Die Experten helfen zudem beim Einstieg junger Geflüchteter ins Berufsleben und stehen dazu im engen Kontakt mit Ansprechpartnern der Agentur für Arbeit, Jobcenter und Berufsschulen in ganz Oberbayern. Herr Amadou Ndiaye betreut als Integrationsberater die Landkreise Weilheim-Schongau, Garmisch-Partenkirchen, Bad-Tölz-Wolfratshausen sowie Landsberg am Lech und ist telefonisch unter 089 5116-2051 sowie per E-Mail an amadou.ndiaye@muenchen.ihk.de erreichbar. Der Landkreis Miesbach wird von Frau Stefanie Gutzeit betreut: 089 5116-2056 und stefanie.gutzeit@muenchen.ihk.de.

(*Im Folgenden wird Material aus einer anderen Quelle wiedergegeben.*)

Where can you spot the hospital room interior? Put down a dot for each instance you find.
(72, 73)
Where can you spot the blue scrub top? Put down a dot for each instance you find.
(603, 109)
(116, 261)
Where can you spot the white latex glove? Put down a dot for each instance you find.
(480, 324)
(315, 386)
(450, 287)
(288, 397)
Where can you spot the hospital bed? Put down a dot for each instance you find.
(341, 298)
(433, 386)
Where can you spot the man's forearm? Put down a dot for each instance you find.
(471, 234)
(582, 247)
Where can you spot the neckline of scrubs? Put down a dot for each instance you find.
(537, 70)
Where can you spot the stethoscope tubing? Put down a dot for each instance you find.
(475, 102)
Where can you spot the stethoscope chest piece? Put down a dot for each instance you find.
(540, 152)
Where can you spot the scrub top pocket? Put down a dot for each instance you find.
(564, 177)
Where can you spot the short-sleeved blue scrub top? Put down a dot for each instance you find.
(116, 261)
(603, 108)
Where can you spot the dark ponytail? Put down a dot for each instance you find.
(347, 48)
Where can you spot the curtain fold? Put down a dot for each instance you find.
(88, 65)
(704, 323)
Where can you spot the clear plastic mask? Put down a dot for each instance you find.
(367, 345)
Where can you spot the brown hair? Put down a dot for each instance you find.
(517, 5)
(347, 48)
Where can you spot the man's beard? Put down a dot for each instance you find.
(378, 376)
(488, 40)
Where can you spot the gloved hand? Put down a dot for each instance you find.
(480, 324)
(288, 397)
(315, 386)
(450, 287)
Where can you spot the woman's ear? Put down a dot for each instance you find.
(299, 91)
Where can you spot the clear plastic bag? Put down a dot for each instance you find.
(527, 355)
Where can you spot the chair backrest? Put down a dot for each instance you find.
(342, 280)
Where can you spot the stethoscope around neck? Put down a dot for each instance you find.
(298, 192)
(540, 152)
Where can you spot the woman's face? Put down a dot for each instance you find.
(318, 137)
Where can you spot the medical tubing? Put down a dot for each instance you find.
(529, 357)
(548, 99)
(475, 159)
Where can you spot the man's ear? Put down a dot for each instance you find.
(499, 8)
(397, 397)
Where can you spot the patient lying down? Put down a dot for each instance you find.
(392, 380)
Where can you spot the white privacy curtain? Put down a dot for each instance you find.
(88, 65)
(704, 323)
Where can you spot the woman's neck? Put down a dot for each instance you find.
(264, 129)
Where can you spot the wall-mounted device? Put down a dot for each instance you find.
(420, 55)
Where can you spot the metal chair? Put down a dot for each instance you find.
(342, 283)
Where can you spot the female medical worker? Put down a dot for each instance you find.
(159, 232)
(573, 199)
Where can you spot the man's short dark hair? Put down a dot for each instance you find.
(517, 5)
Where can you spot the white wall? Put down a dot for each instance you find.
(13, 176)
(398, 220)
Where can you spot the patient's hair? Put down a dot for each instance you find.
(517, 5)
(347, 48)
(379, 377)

Für die Auswertung der Ausbildungsstatistik wurden die Nationalitäten der Haupt-Fluchtherkunftsländer laut Bundesamt für Migration und Flüchtlinge (BAMF) analysiert. Der Aufenthaltsstatus eines Auszubildenden wird von der IHK nicht erfasst. Die meisten Auszubildenden aus Fluchtherkunftsländern kommen aus dem Kosovo (24), gefolgt von Afghanistan (14), Albanien (9), Serbien (8) und Bosnien und Herzegowina (7). Aus Syrien verzeichnet die IHK bislang 5 Auszubildende.